What’s happening: Last week, CHA submitted two letters to the Office of Health Care Affordability (OHCA) — one responding to the May OHCA board meeting, and another addressing the office’s proposed changes to the cost and market impact review (CMIR) regulations.
What else to know: The board met June 26 to approve the alternative payment model (APM) standards and discuss the proposed CMIR regulations, the draft workforce stability standards, and the draft primary care investment benchmark.
CHA’s letter in follow up to the OHCA board’s May meeting shared new health care spending projections from the Centers for Medicare & Medicaid Services (CMS) that the office should use to inform its work. CMS’ projections showed how aging and utilization will increase health care spending going forward, and that price growth over the next several years will serve to correct a huge imbalance between health care providers’ revenues and expenditures that grew during and following the COVID-19 pandemic. CHA also encouraged OHCA to take lessons learned from a recently awarded state contract for state employee and retiree health benefits that includes affordability goals, as well as examine how OHCA’s APM adoption goals fit alongside its other activities and monitor for unintended consequences.

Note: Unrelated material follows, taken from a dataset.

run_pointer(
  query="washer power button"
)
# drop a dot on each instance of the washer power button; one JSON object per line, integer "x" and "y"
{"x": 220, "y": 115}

In addition to addressing the overly broad notice requirements in OHCA’s proposed CMIR regulations, CHA’s comments highlight the office’s narrow focus on negative impacts as part of its review process; as currently written, the office would not consider in its review any potential gains that may result from a transaction. CHA encourages the office to take a more holistic approach to ensure prospective benefits — such as preventing the closure of a financially distressed entity, broadening access, integrating clinical functions across disparate providers, achieving economies of scale that result in real savings, and fostering collaboration in training new generations of health care providers — are equally considered in transaction reviews.